It is analogous to practicing to pass your driving test to get a license and never driving for years and then being thrust into freeway driving where the first guy that cuts you off may result in road rage and bad choices or a simple rain storm may fill you with such second-guessing fear your lack of skill comes to the fore and you skid out of control. I don't know how city dwellers can easily amass such familiarity and experience but surely there are ways to impress upon people that driving a car or owning a firearm are not casual things. That problem to me is far easier to solve that a population devolving into sheep and the flip side of that coin, a ruling elite used to a compliant population where every whim can become Law, whether actually written, or even spoken, at all. In a word - Entitlement.

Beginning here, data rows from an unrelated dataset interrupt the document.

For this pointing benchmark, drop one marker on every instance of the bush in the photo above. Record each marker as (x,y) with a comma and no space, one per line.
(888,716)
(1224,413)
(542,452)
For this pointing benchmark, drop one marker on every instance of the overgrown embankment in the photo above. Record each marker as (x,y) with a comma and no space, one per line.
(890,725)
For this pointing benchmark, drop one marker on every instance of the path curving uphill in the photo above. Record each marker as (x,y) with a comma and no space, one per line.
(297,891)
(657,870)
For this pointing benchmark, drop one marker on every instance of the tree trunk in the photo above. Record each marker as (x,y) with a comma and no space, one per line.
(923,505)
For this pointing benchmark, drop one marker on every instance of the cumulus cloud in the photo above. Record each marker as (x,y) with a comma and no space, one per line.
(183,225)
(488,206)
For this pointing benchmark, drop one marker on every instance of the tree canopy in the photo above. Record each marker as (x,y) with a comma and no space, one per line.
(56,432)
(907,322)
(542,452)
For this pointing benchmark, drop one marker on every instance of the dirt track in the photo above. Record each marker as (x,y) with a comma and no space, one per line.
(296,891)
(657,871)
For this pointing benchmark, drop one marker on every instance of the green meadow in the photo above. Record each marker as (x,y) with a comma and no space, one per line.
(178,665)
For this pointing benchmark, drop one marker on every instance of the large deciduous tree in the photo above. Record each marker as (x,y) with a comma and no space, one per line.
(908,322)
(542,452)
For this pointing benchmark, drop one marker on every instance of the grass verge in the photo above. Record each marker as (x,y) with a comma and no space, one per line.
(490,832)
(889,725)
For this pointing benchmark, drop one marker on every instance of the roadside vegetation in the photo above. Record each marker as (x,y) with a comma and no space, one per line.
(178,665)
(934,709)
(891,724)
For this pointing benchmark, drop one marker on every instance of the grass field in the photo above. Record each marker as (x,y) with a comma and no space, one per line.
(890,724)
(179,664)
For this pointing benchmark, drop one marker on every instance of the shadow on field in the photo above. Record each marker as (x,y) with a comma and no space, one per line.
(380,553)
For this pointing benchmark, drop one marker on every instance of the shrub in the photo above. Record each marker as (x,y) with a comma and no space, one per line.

Also similar in theory to how European kids/teenagers/young adults tend to respect alcohol more since they grow up around it and can even drink watered down versions. Regarding your second analogy: I remember the first time I drove 441 from Cherokee NC to Gatlinburg TN cutting right through the Great Smokey Mountains. White knuckle drive for me in low gear, locals zipping by as soon as they have the chance to pass. Mentioned this to a woman at the local hiking shop and she said "shoot, I go about 75-80 on that road...when its raining!"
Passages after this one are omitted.